August 23, 2017
    Even in the best of economic times this is what budgeting requires

    TRENDS Attends: TRENDS Finance Live Annual Nonprofit Forecast & Budgeting Review

    By Rhonda Lees, Esq., CAE | 01/07/2016

    When budgeting, even in the best of times, associations need to employ skills, strategy and appropriate use of economic trends to forecast.

    This was advice imparted at the recent TRENDS Finance Live Annual Nonprofit Forecast & Budgeting Review at the University Club in Washington. Speakers at the well-attended event included Daniel Meckstroth, chief economist, Manufacturers Alliance for Productivity and Innovation; Leon Seeman, COO, Yeshiva of Greater Washington; and Eric H. West, a founding partner of West, Lane & Schlager Realty Advisors. Seemann moderated a panel discussion that included Meckstroth, West, Stephanie Murphy, CFO, Air Conditioning, Heating & Refrigeration Institute, and Paul Roetert, CEO, SHAPE America.

    In his presentation on Seemann advised that to improve budgeting models, associations should consider: 

    - bringing everyone to the table

    - starting from scratch each year

    - tracking results and modifying assumptions, and

    - understanding risk tolerance.  

    To budget accurately for the current and foreseeable economic climate, the panel suggested analyzing the economy, the sector(s) affecting your association, identifying what can be controlled and being mindful of the strategic plan. 

    Meckwith indicated that manufacturing and automobile sales will track the general economy and experience moderate growth in 2016 and 2017, but start to decelerate in 2018. He noted that strong consumer demand has largely fueled the economic growth of 2.5 percent in 2015, most of it coming from new workers and their new incomes, however he noted strong deflationary pressures that are spreading globally, such as U.S. drilling technology that drives down global energy prices, and China’s slower growth.  

    Turning to a large item in association budgets, occupancy costs, West suggested a benchmark of approximately 6 percent in relation to overall revenue. 

    He noted that the DC (12 percent), Northern Virginia (14.57 percent), and suburban Maryland (12.79 percent) vacancy rates offer opportunities, especially for associations seeking to enter this space or for those with a few years left on the lease.
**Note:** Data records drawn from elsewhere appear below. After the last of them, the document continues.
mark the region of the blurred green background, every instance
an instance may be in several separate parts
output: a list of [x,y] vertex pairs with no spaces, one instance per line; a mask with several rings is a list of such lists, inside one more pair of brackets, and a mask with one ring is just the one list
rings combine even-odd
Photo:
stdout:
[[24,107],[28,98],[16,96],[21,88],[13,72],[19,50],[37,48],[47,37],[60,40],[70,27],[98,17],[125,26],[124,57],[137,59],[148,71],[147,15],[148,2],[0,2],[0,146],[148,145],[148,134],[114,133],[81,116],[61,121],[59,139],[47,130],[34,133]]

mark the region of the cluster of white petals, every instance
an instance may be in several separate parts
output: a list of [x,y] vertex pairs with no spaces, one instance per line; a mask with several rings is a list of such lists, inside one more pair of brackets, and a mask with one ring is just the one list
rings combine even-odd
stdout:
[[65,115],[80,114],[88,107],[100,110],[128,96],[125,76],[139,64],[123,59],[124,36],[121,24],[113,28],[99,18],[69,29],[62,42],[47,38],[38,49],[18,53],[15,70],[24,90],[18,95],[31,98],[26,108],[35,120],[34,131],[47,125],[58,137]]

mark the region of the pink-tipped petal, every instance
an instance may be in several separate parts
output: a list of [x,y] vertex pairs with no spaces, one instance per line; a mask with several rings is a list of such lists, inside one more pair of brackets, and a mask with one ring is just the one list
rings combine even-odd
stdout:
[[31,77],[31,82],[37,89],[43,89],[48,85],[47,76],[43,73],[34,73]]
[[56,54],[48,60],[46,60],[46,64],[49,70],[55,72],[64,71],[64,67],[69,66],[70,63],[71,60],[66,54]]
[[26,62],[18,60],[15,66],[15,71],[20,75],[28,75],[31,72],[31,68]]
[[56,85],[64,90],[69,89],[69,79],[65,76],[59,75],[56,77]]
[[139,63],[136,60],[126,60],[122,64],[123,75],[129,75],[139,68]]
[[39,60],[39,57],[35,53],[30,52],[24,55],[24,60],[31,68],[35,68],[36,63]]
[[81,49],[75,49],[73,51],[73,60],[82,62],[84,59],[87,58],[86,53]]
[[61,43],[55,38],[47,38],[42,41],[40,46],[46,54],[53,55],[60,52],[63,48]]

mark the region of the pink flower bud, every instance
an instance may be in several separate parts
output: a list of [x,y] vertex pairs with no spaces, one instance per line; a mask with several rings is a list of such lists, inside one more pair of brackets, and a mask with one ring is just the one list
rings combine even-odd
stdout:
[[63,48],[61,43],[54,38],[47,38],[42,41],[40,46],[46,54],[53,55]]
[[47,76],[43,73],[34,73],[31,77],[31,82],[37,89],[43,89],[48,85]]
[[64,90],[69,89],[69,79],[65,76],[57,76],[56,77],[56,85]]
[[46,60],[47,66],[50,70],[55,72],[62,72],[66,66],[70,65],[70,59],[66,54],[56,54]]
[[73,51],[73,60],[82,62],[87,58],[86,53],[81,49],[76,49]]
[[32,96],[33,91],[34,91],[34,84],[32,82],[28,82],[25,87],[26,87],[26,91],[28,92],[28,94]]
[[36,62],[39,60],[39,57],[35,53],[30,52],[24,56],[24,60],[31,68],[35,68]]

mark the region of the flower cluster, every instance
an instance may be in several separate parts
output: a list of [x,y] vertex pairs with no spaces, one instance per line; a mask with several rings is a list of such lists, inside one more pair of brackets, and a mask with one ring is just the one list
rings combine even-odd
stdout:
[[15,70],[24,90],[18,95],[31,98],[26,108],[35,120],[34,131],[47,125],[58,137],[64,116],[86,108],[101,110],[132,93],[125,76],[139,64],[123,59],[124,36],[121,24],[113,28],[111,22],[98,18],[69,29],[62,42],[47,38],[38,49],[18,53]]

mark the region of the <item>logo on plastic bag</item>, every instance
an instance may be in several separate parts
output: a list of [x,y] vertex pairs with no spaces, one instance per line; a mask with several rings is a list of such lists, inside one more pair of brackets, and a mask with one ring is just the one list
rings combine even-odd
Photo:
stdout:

He suggested that associations exercise bargaining power.  

    Premises near a Metro subway station, with attendant amenities such as housing, restaurants and stores, are attractive for millennials choosing where to work. In addition to location, millennials appreciate the new footprint that includes smaller and fewer private offices, open work space that can be configured multiple ways, collaborative areas including small meeting spaces and multiple conference rooms. Associations can be aggressive in negotiating not only the per square foot rate, but landlord concessions such as free rent and tenant improvements.  

    For those associations that cannot or do not want to move, brokers and real estate consultants can review the charges by the landlord against what was contemplated in the lease, realizing cost savings.  

    By viewing trends in the marketplace, and understanding the relevant sector of the economy, associations can analyze expenditures and take advantage of current opportunities, especially in the real estate market.